On Apr 22, 2020, at 01:52, Serhiy Storchaka <storchaka@gmail.com> wrote:
22.04.20 11:20, Antoine Pitrou пише:
Ideally, that's what it would do. Whether it's desirable to transition to that behaviour is an open question. But, as far as I'm concerned, the number of times where I took advantage of zip()'s current acceptance of heteregenously-sized inputs is extremely small. In most of my uses of zip(), a size difference would have been a logic error that deserves noticing and fixing.
I concur with Antoine. Ideally we should have several functions: zip_shortest(), zip_equal(), zip_longest(). In most cases (80% or 90% or more) they are equivalent, because input iterators has the same length, but it is safer to use zip_equal() to catch bugs. In other cases you would use zip_shortest() or zip_longest(). And it would be natural to rename the most popular variant to just zip().
Now it is a breaking change. We had a chance to do it in 3.0, when other breaking change was performed in zip(). I do not know if it is worth to do now. But when we plan any changes in zip() we should take into account possible future changes and make them simpler, not harder.
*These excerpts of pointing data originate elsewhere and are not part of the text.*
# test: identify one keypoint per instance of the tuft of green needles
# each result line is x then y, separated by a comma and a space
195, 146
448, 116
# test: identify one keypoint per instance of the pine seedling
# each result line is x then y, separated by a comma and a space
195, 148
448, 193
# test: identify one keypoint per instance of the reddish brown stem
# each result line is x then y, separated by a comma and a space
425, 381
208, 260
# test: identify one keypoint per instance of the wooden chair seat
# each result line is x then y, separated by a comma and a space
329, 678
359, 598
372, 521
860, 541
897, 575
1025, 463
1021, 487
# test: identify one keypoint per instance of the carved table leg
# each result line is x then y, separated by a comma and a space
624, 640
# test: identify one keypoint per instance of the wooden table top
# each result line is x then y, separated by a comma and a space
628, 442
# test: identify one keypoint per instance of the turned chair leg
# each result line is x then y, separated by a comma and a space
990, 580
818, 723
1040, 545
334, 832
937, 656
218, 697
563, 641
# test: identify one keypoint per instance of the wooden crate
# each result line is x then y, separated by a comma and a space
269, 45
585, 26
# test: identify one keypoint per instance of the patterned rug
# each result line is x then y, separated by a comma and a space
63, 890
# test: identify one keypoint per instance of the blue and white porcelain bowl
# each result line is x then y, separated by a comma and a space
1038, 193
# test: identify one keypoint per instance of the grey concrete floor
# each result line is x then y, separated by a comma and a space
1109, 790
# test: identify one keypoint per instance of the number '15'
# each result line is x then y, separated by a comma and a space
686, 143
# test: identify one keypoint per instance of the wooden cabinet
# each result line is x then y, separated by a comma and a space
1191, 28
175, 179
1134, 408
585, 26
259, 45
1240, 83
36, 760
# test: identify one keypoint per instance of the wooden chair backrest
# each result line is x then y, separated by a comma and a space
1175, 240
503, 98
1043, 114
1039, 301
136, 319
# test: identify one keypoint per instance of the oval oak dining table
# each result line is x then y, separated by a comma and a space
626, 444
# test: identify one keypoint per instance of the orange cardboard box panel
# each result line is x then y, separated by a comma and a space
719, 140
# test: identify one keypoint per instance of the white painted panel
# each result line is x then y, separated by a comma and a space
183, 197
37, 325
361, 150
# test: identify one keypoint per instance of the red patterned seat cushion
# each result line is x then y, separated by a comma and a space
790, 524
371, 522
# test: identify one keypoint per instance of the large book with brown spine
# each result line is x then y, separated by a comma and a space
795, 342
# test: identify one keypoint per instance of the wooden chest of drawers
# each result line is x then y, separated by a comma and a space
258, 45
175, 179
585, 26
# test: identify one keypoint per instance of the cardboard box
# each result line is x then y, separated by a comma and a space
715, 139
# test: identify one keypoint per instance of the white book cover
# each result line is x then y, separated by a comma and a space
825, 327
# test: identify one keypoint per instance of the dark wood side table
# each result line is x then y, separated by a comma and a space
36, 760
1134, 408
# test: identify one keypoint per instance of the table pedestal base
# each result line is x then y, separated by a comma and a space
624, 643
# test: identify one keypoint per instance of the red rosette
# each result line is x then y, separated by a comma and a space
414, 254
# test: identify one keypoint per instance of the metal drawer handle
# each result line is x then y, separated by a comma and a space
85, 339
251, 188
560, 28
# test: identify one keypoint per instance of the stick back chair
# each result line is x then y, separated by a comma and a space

If that is your long-term goal, I think you could do it in three steps. First, just add itertools.zip_equal. Ideally the docs should replace the usual “Added in 3.9” with something like “Added in 3.9; if you need the same function in earlier versions see more-itertools” (linked to the more-itertools blurb at the top of the page). It seems like there’s a lot of support for this step even from people who don’t want your big goal. Second, add itertools.zip_shortest. And change zip’s docs to say that it’s the same as zip_shortest and mention the other two choices, and maybe even to try to nudge people to explicitly decide which of the three they want. And find some places in the tutorial that use zip and change them to use zip_equal and zip_shortest as appropriate. I think that gets you about as much as you can get without backward compatibility issues, and it also gets you closer to being able to deprecate zip or change it to alias zip_equal, rather than making it harder. Third, do the deprecation. By that point, everyone maintaining existing code will have an easy way to defensively prepare for it: as long as they can require 3.10+ or more-itertools, they can just change all uses of zip to zip_shortest and they’re done. Still not painless, but about as painless as a backward compatibility break could ever be. And of course after the first two steps you can proselytize for the next one. If you can convince lots of people that they should care about the choice more often and get them using the explicit functions, it’ll be a lot harder to argue that everyone is happy with today’s behavior.